That's a bit of an oversimplification that leaves out important qualifiers. "Non-significant" usually means it's indistinguishable from a null hypothesis when a certain level of randomness is allowed in a single, isolated trial.
Who picks the null hypothesis? How is it picked, i.e. why does that specific hypothesis get favourable treatment? What level of randomness should one allow? What does it even mean for an experiment to be a single, isolated trial? How can anything be?
Those are critical questions to understand the concept, and your explanation just pretends they don't exist.
That's another fallacy of frequentist reasoning, that we have to draw definitive conclusions from evidence. That something is definitely false until we have "statistical significance" where it all of a sudden becomes definitely true.
In real life, to borrow your description, we can hold varying levels of belief in statements depending on how strong the evidence is, and the magnitude of the payoff in the various cases.
Maybe the probability of the result in the study in question is 51 %. That's still more than 50 %. Whether that difference is meaningful to you is not something someone else can decide.
Nobody who knows what they are doing, and uses statistics, can flip from something being definitely true to definitely false. At best, they can find overwhelmingly convincing probabilities close to 0 or 1.
Honest scientists who use statistics do not make such a claim that an effect does not exist. Rather than the experiment that was conducted did not produce sufficient evidence (to a numerically defined standard) which justifies believing in the effect.
That is to say, that the existence of the effect, given the results of the experiment, has a low likelihood, and that low likelihood can be statistically quantified.
What that means is that exactly the same results as were observed will, or would, with a high probability, also be observed if the experiment occurs in the null hypothesis universe: the world in which the effect is absent.
So even if we are not in that universe (the effect is real), the experiment didn't show it.
The experiment simply doesn't discriminate between the null hypothesis and its negation to a level that could convince one to hold a probabilistic belief in the existence of the effect.
> the existence of the effect, given the results of the experiment, has a low likelihood, and that low likelihood can be statistically quantified
You have this completely backwards.

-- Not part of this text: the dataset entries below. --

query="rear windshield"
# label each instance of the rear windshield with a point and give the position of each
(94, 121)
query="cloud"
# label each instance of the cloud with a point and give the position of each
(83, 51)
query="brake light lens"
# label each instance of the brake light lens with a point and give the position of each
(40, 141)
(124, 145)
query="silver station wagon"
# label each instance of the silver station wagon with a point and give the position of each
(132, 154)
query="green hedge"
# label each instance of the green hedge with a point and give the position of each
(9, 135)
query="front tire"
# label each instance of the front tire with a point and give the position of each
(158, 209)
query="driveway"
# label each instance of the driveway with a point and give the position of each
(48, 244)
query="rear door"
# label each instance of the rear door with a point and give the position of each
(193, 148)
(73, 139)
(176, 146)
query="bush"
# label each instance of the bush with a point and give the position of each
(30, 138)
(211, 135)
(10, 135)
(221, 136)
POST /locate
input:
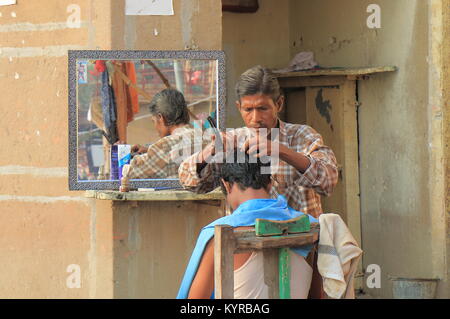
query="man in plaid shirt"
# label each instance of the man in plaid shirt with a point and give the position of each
(307, 168)
(162, 159)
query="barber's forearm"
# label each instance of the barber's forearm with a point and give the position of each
(293, 158)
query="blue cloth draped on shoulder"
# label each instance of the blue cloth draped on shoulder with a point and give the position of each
(244, 215)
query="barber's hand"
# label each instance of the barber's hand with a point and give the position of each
(228, 140)
(139, 149)
(124, 189)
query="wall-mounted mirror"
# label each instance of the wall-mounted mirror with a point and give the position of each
(109, 97)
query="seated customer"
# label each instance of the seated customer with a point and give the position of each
(161, 159)
(247, 192)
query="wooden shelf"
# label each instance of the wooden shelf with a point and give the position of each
(339, 72)
(163, 195)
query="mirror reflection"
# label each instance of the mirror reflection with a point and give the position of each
(125, 106)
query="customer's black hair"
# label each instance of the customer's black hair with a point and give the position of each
(245, 171)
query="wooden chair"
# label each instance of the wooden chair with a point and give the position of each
(273, 238)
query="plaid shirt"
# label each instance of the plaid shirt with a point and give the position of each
(301, 190)
(162, 158)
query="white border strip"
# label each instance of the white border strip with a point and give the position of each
(36, 171)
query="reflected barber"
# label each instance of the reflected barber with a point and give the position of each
(170, 116)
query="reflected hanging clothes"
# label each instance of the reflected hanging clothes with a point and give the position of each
(109, 109)
(125, 97)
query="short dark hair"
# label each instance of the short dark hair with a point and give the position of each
(245, 171)
(171, 105)
(258, 80)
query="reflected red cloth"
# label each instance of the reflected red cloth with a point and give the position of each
(100, 66)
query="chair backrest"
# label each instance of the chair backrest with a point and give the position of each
(273, 239)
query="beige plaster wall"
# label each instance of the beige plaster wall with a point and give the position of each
(401, 229)
(45, 227)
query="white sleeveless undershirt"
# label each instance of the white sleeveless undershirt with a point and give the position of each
(249, 278)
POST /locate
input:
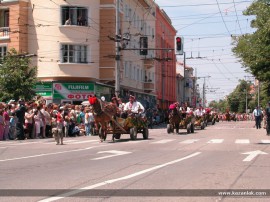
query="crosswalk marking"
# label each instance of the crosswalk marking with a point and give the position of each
(86, 141)
(163, 141)
(190, 141)
(265, 141)
(242, 141)
(215, 141)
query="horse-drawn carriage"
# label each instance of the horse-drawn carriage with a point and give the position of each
(178, 120)
(107, 122)
(199, 122)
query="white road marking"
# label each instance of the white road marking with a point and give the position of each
(48, 154)
(86, 141)
(163, 141)
(215, 141)
(265, 141)
(190, 141)
(65, 141)
(71, 193)
(242, 141)
(253, 154)
(113, 154)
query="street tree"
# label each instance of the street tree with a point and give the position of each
(253, 49)
(17, 78)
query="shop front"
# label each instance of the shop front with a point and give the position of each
(72, 93)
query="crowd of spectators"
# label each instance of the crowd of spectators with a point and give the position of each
(30, 120)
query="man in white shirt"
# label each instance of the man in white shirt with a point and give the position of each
(257, 113)
(199, 111)
(133, 106)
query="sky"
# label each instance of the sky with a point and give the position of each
(207, 27)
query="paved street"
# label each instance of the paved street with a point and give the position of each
(229, 156)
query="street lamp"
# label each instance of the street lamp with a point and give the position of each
(204, 77)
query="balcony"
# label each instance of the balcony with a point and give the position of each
(148, 63)
(4, 33)
(149, 86)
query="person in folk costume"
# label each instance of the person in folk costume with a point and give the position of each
(133, 106)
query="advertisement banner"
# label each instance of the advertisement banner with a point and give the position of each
(73, 91)
(44, 90)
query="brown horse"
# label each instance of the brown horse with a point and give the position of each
(103, 114)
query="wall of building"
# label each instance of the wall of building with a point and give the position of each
(18, 36)
(47, 33)
(165, 70)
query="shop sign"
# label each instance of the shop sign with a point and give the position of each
(44, 89)
(73, 91)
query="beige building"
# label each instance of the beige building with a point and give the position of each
(137, 72)
(65, 36)
(75, 44)
(13, 29)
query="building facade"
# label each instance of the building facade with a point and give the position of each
(165, 60)
(80, 46)
(13, 26)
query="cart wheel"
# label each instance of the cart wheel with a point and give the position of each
(133, 133)
(117, 136)
(202, 126)
(192, 128)
(188, 128)
(145, 133)
(168, 128)
(101, 134)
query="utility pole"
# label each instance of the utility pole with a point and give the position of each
(117, 49)
(246, 100)
(163, 70)
(184, 87)
(258, 93)
(204, 77)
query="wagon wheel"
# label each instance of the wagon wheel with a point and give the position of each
(202, 125)
(188, 128)
(168, 128)
(133, 133)
(117, 136)
(145, 133)
(192, 128)
(102, 134)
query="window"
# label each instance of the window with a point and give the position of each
(126, 69)
(74, 53)
(74, 16)
(3, 51)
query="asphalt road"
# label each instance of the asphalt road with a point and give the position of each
(228, 158)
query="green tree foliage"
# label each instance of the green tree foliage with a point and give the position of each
(240, 98)
(254, 49)
(17, 78)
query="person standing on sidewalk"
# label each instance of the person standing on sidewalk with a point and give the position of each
(257, 113)
(20, 113)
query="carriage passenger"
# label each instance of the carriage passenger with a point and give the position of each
(199, 111)
(133, 106)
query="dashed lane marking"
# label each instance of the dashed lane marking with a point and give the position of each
(163, 141)
(215, 141)
(242, 141)
(190, 141)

It means that the likelihood of the null hypothesis was not below some threshold such that it can be "ruled out". It says absolutely nothing about the likelihood of the data if the effect exists.

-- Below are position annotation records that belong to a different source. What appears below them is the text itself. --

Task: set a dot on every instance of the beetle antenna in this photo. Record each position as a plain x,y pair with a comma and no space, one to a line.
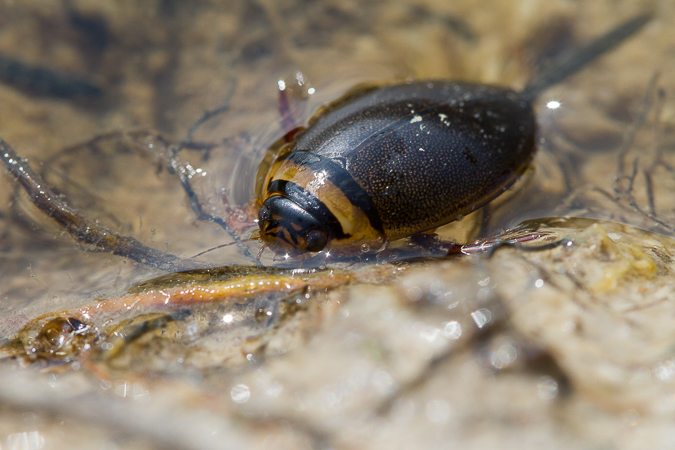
222,246
573,61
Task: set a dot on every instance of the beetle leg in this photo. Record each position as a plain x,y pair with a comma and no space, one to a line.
79,227
492,246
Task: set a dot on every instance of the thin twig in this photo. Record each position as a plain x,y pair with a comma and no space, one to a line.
84,230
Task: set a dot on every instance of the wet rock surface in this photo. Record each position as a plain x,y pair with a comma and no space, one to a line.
568,347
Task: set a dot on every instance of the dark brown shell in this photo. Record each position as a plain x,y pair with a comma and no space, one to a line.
425,152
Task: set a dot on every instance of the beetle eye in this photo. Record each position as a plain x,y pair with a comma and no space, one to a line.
316,241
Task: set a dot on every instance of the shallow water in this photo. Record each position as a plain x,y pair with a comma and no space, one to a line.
606,147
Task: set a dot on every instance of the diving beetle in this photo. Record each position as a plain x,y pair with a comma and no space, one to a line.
383,163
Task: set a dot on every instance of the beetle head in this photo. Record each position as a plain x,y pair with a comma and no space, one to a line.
288,228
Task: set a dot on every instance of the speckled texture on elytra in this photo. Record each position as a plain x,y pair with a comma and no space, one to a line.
427,152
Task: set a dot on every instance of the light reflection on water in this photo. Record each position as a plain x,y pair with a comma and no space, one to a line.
565,165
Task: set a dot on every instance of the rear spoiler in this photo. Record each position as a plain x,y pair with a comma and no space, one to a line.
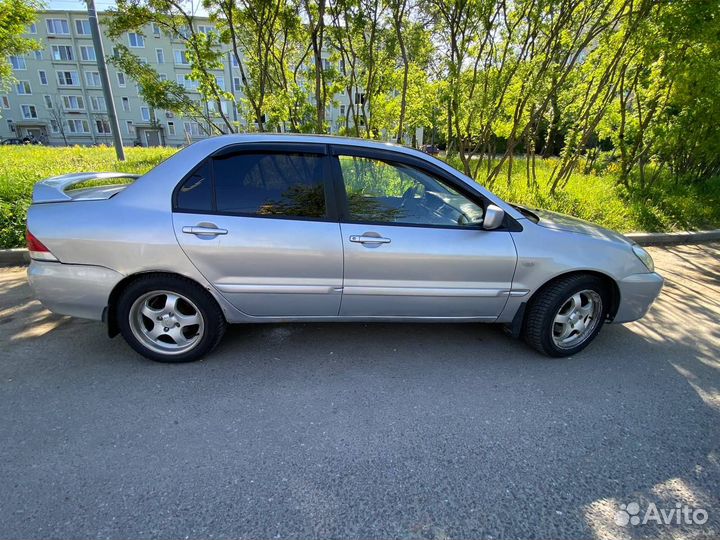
53,189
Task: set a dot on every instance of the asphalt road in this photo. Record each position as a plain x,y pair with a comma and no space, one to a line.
363,431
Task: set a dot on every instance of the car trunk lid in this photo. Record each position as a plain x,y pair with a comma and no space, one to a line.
57,188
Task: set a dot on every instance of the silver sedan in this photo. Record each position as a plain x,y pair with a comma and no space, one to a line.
273,228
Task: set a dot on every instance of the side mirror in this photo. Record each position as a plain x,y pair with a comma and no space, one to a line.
494,216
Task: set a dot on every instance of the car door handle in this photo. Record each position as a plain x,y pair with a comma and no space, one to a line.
200,230
365,239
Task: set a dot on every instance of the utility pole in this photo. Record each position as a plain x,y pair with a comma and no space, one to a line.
105,80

Of course, but the fact that people apply a binary threshold tells you that they want to be able to rule out some things from their models entirely, and include other things as something that's as good as a true fact.
What does a non-binary threshold look like, and how is it different from just fine-tuning a regular binary threshold to err more or less on the side of caution?
Who picks the null hypothesis? How is it picked, i.e. why does that specific hypothesis get favourable treatment? What level of randomness should one allow? What does it even mean for an experiment to be a single, isolated trial? How can anything be?
Those are critical questions to understand the concept, and your explanation just pretends they don't exist.